1988 aviation accident in Louisiana

TACA Flight 110 was a scheduled international flight operated by TACA International Airlines, traveling from San Salvador to New Orleans, with a stopover in Belize City. On May 24, 1988, the flight encountered severe thunderstorm activity on its final approach to New Orleans International Airport. As a result, the brand new Boeing 737-300 suffered flameout in both engines, but the pilots made a successful emergency landing on a grass levee adjacent to NASA's Michoud Assembly Facility, with no one aboard sustaining more than a few minor injuries, and with only minor hail damage to the intact aircraft. Following an on-site engine replacement, the jetliner took off from Saturn Boulevard, a road that had previously been an aircraft runway at Michoud. The aircraft was subsequently repaired and returned to service until it was retired in 2016.

==Flight history==
The aircraft involved in the incident was a Boeing 737-3T0 with the tail number N75356 and serial number 23838.

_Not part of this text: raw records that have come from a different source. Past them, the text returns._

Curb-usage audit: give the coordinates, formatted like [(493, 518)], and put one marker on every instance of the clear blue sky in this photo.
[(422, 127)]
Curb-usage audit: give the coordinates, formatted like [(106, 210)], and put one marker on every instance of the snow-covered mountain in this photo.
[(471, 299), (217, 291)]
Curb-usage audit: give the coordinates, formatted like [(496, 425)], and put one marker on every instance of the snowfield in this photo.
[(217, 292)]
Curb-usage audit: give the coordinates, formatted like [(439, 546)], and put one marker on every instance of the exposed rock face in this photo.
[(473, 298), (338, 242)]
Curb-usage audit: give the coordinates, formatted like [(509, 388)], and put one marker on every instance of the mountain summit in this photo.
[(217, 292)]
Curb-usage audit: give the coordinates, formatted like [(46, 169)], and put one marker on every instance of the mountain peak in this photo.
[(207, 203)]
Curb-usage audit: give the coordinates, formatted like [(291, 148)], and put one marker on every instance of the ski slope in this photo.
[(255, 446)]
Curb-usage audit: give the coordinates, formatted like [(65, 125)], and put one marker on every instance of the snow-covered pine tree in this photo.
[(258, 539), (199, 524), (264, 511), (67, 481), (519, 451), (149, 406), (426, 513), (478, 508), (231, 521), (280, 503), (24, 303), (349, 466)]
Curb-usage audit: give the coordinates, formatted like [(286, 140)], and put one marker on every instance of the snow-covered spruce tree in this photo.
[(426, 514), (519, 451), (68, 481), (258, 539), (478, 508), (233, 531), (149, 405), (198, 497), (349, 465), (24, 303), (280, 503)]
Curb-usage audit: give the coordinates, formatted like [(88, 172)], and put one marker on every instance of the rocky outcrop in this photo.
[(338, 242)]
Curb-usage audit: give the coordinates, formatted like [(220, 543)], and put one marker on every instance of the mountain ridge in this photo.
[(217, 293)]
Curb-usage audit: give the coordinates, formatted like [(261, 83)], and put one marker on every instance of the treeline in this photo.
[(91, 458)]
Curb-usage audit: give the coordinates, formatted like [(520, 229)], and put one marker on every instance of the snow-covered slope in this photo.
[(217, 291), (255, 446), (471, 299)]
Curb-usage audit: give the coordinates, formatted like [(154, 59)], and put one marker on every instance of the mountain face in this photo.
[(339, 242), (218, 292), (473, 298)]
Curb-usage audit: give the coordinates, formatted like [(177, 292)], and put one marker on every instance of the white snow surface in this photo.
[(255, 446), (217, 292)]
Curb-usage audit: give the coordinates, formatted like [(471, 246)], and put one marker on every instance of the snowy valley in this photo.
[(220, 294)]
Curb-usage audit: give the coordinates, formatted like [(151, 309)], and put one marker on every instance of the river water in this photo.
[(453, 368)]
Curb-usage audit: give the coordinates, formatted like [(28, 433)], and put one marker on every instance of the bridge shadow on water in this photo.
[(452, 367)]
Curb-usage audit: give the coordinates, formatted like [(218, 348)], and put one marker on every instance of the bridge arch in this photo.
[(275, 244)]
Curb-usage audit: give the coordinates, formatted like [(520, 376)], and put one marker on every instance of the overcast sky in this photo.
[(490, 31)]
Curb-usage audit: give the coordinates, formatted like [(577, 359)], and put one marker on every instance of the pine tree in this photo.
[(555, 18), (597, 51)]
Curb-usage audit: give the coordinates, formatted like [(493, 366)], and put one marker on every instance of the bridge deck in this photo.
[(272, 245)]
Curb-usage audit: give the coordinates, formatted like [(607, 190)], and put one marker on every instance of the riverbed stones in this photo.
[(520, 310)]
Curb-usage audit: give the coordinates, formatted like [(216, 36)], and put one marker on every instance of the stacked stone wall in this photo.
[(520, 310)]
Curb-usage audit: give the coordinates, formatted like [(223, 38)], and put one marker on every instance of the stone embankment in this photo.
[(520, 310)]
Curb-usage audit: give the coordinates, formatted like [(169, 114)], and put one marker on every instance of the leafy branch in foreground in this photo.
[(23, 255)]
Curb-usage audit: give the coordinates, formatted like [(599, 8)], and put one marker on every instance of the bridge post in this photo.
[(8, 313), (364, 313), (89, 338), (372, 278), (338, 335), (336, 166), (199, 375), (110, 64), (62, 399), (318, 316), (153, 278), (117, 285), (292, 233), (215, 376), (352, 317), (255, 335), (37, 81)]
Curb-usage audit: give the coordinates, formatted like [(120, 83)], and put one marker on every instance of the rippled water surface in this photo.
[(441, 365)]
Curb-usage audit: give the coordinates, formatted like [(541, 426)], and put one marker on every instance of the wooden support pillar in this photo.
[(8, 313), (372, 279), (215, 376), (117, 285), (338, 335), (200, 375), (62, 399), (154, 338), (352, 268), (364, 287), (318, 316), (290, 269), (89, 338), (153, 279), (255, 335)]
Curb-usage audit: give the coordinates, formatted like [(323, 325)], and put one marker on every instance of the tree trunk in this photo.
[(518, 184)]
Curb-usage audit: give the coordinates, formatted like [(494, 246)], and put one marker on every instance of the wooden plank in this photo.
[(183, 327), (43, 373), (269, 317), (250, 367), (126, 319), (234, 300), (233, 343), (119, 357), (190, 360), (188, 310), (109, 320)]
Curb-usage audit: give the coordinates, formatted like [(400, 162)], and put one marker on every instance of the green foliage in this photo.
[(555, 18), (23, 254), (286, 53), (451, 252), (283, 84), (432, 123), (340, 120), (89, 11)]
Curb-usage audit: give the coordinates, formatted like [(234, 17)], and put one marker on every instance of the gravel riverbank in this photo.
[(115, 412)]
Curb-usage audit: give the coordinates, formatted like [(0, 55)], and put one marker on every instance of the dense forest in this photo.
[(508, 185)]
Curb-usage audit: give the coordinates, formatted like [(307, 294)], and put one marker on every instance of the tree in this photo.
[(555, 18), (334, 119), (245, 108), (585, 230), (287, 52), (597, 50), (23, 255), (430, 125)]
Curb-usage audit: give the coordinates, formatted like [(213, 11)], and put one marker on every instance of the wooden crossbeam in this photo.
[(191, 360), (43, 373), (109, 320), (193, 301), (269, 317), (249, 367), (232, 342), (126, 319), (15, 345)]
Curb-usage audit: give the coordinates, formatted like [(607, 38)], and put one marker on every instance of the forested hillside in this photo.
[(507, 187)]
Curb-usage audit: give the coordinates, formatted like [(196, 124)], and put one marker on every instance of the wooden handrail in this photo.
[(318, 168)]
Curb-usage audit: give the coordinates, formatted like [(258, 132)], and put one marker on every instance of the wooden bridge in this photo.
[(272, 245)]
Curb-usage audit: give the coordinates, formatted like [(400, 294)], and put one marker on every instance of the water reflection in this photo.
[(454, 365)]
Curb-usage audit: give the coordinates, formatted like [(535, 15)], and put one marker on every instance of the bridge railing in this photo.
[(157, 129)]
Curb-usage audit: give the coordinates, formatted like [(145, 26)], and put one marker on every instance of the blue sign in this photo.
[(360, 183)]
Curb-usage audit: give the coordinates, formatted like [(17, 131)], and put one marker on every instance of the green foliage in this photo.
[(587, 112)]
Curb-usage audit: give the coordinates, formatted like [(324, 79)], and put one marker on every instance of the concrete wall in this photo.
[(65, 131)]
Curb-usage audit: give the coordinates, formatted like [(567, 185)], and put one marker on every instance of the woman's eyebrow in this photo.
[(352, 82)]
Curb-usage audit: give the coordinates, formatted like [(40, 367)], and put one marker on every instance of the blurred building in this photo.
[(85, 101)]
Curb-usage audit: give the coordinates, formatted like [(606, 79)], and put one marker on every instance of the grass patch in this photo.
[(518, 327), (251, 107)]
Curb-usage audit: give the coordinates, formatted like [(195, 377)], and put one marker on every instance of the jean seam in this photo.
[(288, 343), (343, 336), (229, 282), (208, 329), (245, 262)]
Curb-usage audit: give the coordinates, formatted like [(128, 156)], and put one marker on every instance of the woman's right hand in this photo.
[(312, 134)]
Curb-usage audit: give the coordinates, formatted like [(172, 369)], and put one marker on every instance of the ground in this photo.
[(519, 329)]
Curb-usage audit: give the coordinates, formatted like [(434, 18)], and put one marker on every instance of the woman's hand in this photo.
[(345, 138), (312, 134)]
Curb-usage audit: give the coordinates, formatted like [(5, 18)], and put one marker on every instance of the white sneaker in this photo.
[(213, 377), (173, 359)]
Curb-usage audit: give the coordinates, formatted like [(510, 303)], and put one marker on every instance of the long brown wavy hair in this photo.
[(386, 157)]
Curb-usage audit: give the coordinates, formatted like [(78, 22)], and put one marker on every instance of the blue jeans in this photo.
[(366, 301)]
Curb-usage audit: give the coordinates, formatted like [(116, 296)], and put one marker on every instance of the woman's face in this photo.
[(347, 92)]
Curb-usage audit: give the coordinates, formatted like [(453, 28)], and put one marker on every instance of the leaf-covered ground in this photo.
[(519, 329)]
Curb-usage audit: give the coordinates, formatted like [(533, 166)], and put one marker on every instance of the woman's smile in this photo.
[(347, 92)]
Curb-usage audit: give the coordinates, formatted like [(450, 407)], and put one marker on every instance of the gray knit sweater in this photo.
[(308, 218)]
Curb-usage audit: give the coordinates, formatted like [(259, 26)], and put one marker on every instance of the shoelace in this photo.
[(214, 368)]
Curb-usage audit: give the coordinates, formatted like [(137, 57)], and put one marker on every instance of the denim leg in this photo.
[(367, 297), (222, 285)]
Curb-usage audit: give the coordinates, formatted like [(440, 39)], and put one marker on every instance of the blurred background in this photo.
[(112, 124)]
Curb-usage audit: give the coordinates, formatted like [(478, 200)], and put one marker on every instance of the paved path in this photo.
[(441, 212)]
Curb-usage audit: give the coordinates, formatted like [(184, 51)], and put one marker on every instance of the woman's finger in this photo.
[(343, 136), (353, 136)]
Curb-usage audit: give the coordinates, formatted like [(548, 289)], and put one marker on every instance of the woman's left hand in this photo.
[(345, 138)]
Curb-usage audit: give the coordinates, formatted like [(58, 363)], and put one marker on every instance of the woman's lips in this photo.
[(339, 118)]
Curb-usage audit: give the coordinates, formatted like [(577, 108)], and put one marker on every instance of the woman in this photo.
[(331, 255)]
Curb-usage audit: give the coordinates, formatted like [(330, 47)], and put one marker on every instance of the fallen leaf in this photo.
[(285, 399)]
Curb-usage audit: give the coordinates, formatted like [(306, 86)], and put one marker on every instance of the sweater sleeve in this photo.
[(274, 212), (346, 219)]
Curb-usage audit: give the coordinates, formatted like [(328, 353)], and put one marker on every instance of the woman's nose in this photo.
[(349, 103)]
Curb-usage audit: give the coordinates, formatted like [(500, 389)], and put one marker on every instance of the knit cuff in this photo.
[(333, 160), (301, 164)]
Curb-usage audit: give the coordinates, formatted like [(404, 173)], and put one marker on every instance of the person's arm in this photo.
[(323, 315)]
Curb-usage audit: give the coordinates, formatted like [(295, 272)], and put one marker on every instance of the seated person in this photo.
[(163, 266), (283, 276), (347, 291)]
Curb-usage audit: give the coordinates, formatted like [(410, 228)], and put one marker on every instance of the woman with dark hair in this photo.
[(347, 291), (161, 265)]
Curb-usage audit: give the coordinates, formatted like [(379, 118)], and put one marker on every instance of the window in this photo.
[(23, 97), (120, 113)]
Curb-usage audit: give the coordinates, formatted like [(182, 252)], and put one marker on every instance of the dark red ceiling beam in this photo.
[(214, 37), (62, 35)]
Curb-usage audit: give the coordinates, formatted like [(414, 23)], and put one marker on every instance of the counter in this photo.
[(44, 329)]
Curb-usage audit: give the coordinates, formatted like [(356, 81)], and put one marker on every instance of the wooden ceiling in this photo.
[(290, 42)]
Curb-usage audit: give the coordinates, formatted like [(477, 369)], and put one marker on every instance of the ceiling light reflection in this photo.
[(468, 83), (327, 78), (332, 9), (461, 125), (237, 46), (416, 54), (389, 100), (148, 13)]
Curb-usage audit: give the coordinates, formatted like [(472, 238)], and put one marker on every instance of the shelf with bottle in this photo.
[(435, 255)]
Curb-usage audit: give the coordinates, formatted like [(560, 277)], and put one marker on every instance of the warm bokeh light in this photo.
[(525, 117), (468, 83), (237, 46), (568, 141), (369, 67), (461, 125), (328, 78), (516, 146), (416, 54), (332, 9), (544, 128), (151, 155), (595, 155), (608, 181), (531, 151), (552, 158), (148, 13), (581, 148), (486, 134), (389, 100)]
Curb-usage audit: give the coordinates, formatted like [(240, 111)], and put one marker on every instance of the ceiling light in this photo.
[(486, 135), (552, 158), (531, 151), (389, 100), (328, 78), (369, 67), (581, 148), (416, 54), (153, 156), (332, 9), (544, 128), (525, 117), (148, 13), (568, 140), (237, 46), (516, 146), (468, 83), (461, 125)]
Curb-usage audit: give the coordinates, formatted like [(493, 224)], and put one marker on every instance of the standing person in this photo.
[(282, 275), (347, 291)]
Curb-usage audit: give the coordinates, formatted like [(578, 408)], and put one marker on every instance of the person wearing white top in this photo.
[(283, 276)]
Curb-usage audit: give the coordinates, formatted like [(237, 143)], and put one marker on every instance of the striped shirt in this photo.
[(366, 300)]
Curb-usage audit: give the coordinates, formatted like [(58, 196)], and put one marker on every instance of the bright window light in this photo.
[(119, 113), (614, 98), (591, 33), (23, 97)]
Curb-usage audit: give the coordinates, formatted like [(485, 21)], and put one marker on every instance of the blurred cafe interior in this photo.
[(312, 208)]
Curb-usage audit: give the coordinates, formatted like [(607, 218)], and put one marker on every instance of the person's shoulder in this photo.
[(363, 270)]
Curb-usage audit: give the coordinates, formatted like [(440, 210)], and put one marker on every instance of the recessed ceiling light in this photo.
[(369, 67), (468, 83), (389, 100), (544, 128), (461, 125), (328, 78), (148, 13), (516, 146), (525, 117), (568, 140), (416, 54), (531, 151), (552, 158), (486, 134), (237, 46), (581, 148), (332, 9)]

The captain of the flight was Carlos Dárdano. At 29 years of age, Dárdano had amassed 13,410 flight hours, with almost 11,000 of these as pilot in command. Earlier in his career, he had lost an eye to crossfire on a short flight to El Salvador, where civil war was raging at the time. The first officer, Dionisio Lopez (48), was also very experienced, with more than 12,000 flight hours logged. Additionally an instructor pilot, Captain Arturo Soley, was in the cockpit on the flight, monitoring the performance of the new 737.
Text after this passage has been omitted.